All this business of expanding (moving) to Athens, new foundations, shady land deals. MCG, it's subsidiaries, spin offs, real estate companies etc... Is it really about being a medical college or what?

UncleBill 09/25/08 - 07:40 am
Apparantly he has NOT

Apparantly he has NOT forgotten the mission. MCG Health was created and contracted to operate the hospital because the state was loosing a bundle on it, and could no longer fund it. Providing money for graduate medical education is secondary to the fiscal soundness of the hospital organization.

502.5 09/25/08 - 08:13 am
Whoopee. What breaking news.

Whoopee. What breaking news. Duh! Everyone knows that the state could face more cuts, Medicaid could face more cuts, and thus hospitals could face more cuts because of less reimbursements. That's business.

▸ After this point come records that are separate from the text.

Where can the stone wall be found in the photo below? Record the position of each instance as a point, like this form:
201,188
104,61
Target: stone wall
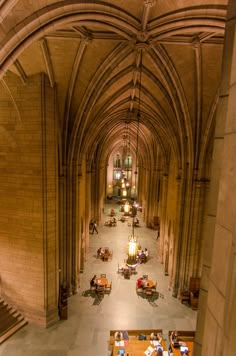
28,191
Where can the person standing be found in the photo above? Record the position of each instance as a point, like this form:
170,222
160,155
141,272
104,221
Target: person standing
95,227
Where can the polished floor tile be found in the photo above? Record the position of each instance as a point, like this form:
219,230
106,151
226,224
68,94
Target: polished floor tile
86,332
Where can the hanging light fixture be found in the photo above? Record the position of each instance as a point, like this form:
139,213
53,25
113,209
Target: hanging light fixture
138,124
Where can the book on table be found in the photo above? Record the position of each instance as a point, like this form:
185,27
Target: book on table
149,351
120,343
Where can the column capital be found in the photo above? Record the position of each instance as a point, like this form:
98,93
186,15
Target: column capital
149,3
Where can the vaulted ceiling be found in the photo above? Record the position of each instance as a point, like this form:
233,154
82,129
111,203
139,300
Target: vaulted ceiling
152,66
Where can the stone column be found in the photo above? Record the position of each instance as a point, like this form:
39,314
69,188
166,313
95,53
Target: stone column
216,325
163,227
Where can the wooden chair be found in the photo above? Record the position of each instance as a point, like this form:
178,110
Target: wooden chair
108,288
100,291
126,273
148,292
155,286
106,257
120,269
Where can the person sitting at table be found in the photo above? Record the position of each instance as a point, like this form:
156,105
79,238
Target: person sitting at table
156,336
118,336
146,252
99,252
139,283
136,221
142,257
174,338
93,282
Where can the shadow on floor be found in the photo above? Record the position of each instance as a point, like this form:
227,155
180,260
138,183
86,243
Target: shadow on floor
151,299
93,294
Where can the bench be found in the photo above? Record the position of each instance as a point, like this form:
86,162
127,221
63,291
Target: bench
134,334
183,335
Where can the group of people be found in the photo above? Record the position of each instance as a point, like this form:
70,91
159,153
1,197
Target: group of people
142,282
175,342
154,336
103,252
142,256
93,282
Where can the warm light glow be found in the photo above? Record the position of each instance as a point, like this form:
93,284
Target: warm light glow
126,207
124,193
132,247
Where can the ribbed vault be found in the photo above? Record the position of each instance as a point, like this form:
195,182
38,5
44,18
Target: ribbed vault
111,61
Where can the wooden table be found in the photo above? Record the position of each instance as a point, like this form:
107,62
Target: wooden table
150,284
136,347
102,281
189,344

That's today's economy. That's life. Healtcare for patients should come first anyway at the hospital.

augustalawyer 09/25/08 - 11:44 am
Instead of cutting the

Instead of cutting the positions of those doctors who actually do most of the work how about just placing a cap on the salaries of those doctors making over $750, 000? This should save almost 10 million or more.

WW1949 09/26/08 - 08:27 am
I did not know there were any

I did not know there were any doctors making that much working for the hospitals. I believe you are wrong in that amount. You may be right if you add in all the perks like free college at state schools, free insurance etc. Most doctors go to work for hospitals or contract to hospitals so they do not have to pay the high cost of an office, high cost for malpractice insurance and be subject to bs suits by people who think they can be put back together perfect after an accident or after a surgery that did not go well.